Just testing out MathJax 3 with a lovely example. Consider

\[\frac{dy}{dt} = \sqrt{y}+1 \;\; y(0)=0 \;\; t \in [0,1] \;\; (y(t) \in \mathbb{R})\]

We will show that solutions are unique eventhough it is not Lipschitz. There are multiple ways to solve this. First of all we need to make sure that a solution exists. \(\sqrt{y}+1\) is continuous in a neighbourhood of zero Hence, a solution exists. Let’s write the differential equation in its integral form

\[\begin{aligned} \int^{y}_0 \frac{ds}{\sqrt{1+s}} &= \int^{t}_0 1 d\tau \\ \int^{y}_0 \frac{ds}{\sqrt{1+s}} &= t \end{aligned}\]

For convenience let’s define \(G(z) = \int^{z}_0 \frac{ds}{\sqrt{1+s}}\) (\(G: \mathbb{R} \rightarrow \mathbb{R}\)).

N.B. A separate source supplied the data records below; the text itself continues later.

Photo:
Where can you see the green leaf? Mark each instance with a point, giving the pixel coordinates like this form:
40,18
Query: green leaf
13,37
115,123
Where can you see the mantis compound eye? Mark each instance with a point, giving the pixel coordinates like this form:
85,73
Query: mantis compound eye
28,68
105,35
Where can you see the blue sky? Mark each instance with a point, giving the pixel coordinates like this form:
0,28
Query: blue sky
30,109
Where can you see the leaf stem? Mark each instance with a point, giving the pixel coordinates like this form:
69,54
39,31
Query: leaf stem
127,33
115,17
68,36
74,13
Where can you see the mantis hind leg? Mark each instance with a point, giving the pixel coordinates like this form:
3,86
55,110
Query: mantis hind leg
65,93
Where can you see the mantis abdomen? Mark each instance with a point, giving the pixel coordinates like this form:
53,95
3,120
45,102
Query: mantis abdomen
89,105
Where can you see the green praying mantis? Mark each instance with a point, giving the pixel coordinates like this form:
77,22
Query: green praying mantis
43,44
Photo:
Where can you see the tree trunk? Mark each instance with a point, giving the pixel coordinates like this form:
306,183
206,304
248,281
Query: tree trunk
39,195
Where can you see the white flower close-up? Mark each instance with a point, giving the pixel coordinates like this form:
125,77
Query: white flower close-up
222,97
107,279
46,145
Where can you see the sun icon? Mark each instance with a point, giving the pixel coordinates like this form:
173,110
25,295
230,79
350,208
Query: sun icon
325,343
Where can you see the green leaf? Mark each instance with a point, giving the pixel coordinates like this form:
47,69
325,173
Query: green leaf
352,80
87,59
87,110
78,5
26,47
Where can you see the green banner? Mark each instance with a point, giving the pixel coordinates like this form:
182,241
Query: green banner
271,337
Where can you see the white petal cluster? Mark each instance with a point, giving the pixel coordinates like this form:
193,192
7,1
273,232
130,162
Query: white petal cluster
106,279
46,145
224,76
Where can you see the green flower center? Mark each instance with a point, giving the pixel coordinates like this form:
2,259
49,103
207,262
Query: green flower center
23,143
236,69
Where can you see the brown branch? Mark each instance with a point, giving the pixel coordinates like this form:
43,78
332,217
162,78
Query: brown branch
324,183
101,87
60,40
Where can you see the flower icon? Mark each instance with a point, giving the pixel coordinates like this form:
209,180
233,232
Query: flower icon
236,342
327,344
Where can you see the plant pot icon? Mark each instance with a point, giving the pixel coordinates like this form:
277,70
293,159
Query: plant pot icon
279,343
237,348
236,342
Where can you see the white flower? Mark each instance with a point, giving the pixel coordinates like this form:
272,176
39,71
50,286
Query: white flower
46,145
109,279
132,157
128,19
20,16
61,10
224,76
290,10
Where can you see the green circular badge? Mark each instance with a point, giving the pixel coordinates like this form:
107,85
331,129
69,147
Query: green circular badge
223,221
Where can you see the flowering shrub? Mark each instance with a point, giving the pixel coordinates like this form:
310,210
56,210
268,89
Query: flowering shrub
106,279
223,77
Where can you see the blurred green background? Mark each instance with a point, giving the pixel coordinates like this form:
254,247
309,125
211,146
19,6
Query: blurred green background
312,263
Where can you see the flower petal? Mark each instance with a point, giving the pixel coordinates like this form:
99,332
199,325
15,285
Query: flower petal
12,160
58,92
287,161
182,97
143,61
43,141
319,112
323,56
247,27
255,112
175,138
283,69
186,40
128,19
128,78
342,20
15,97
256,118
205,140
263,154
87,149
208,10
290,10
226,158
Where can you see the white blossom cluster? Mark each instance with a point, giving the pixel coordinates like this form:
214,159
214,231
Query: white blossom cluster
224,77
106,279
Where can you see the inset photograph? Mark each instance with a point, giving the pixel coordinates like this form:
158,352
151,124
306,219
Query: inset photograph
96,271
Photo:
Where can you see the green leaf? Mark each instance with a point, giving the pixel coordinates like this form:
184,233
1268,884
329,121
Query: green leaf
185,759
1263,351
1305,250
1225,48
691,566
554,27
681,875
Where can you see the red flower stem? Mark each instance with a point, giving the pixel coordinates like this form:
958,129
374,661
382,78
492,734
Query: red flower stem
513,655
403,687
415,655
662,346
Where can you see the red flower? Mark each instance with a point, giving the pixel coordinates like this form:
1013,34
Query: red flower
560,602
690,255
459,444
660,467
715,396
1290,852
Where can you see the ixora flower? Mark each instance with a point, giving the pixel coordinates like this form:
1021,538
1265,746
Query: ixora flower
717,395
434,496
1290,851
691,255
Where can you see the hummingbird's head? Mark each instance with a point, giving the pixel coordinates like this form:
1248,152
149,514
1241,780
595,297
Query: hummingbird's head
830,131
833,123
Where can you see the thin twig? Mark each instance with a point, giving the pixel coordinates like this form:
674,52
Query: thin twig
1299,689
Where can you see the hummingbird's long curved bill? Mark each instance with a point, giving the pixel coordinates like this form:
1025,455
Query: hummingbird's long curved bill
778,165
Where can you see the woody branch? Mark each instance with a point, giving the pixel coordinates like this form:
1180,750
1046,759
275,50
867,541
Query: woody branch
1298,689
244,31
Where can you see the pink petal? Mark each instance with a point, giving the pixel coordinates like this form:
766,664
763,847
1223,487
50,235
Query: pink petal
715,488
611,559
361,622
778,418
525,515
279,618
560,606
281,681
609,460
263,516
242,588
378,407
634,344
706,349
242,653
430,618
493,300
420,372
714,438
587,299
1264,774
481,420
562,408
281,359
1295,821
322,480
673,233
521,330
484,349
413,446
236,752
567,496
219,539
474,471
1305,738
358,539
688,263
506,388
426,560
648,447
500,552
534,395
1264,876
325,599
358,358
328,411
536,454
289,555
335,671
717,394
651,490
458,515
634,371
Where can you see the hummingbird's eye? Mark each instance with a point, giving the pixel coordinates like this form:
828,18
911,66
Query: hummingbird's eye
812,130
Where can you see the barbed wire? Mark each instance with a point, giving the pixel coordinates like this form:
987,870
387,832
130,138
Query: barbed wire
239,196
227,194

Observe that \(G\) is an increasing function. Therefore, for all \(t\) there exists at most one \(z\) such that \(G(z) = t\).

Note that MathJax 3 is a major re-write of MathJax that brought a significant improvement to the loading and rendering speed, which is now on par with KaTeX.